Seiring kematian itu terjadi, kerinduan kita akan hari Paskah pun bertumbuh. Beberapa tahun yang lalu saya bersama dengan beberapa pendeta dari Denver, bergabung bersama untuk melakukan kebaktian subuh. Kami berdiri bersama dan membaca kalimat berikut ini, “Mengapa kamu mencari Dia yang hidup, di antara orang mati? Ia tidak ada di sini, Ia telah bangkit!” Tepat saat kata-kata itu keluar dari mulut kami, sinar matahari pertama menyinari cakrawala Denver, dan air mata kebahagiaan menetes dari pelupuk mata saya.
Kubur itu kosong. Dan kali ini hal tersebut bermakna sesuatu.
Dalam Kerajaan Allah, kematian bukanlah penentu segalanya, namun kehidupan. Melalui Rabu Abu, Pra-Paskah, dan Jumat Agung, kebangkitan telah menjadi sesuatu yang sangat saya rindukan.

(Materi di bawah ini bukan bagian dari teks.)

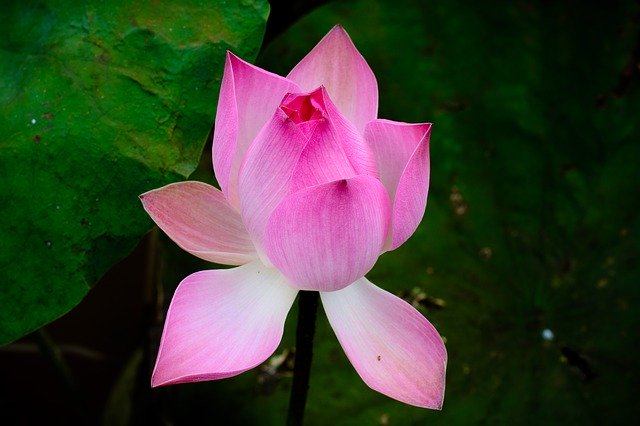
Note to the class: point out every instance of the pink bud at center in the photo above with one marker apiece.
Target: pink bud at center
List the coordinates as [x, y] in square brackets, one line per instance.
[303, 108]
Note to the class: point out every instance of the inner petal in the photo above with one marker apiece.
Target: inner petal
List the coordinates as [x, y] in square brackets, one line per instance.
[303, 108]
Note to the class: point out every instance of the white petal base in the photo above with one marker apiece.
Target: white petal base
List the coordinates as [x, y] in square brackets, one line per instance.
[222, 323]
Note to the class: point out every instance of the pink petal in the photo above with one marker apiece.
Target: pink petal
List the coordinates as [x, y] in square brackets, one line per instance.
[198, 218]
[402, 153]
[395, 350]
[222, 323]
[331, 149]
[327, 236]
[336, 64]
[266, 172]
[248, 98]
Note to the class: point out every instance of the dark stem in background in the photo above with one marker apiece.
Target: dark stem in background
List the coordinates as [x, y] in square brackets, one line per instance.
[52, 353]
[307, 308]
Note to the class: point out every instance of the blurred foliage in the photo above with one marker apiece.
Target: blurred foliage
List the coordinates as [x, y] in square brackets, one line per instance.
[532, 220]
[99, 102]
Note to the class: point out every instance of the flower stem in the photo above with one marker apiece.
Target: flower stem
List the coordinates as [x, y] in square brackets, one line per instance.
[307, 308]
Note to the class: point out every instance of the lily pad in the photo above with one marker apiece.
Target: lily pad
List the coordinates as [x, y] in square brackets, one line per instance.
[99, 102]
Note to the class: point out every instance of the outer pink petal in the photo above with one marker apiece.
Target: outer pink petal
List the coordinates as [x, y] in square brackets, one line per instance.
[248, 98]
[198, 218]
[266, 172]
[327, 236]
[222, 323]
[336, 64]
[402, 154]
[393, 348]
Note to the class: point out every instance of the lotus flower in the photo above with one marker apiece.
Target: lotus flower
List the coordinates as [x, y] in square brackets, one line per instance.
[314, 187]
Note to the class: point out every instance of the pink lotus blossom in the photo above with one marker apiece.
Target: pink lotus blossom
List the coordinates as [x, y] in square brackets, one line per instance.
[314, 188]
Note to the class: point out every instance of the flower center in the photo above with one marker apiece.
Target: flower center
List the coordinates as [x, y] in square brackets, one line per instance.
[303, 108]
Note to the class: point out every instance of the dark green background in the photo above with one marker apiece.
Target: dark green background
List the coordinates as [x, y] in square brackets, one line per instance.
[531, 224]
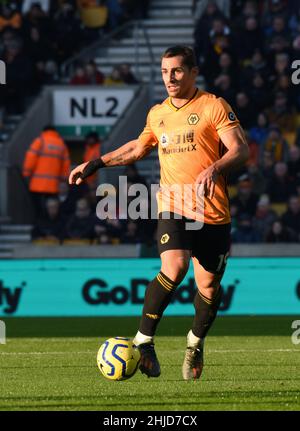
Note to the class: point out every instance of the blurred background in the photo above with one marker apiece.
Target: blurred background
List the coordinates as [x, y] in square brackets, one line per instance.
[82, 75]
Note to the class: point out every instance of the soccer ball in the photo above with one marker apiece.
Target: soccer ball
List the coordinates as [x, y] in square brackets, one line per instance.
[118, 358]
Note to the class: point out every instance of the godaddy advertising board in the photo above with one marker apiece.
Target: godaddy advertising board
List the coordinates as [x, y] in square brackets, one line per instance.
[115, 287]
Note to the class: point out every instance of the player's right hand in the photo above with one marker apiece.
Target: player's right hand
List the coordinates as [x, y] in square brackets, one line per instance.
[76, 173]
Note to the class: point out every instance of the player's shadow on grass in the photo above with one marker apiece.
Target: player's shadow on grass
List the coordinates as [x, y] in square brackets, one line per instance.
[127, 326]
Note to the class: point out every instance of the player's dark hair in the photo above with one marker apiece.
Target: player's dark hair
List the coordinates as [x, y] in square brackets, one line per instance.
[188, 54]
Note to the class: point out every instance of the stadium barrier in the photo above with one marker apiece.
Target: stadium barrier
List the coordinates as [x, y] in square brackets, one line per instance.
[115, 287]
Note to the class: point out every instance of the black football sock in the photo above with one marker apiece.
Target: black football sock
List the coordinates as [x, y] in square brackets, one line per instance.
[206, 311]
[157, 297]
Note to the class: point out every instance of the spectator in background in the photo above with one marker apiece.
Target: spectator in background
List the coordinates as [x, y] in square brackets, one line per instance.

Saat kita memasuki masa Pra-Paskah ini, semoga kita ingat bahwa kita adalah debu dan akan kembali menjadi debu. Marilah kita memeriksa jiwa kita yang rapuh dan penuh kekurangan ini. Dan bersama Yesus, mari kita memasuki kelamnya keberdosaan dan kematian kita, serta gelapnya perjalanan bersama Dia menuju kayu salib. Kiranya kita disalibkan bersama Kristus, dan dikuburkan dalam keserupaan dengan kematian-Nya, sehingga ketika kita mendengar kata-kata “Ia telah bangkit!”—mungkin untuk pertama kalinya, kita dapat benar-benar merayakan kebangkitan—karena kita telah memilih untuk mati agar kita beroleh kehidupan.
Michael Hidalgo tinggal di Denver, Colorado dan adalah Gembala Utama dari Denver Community Church.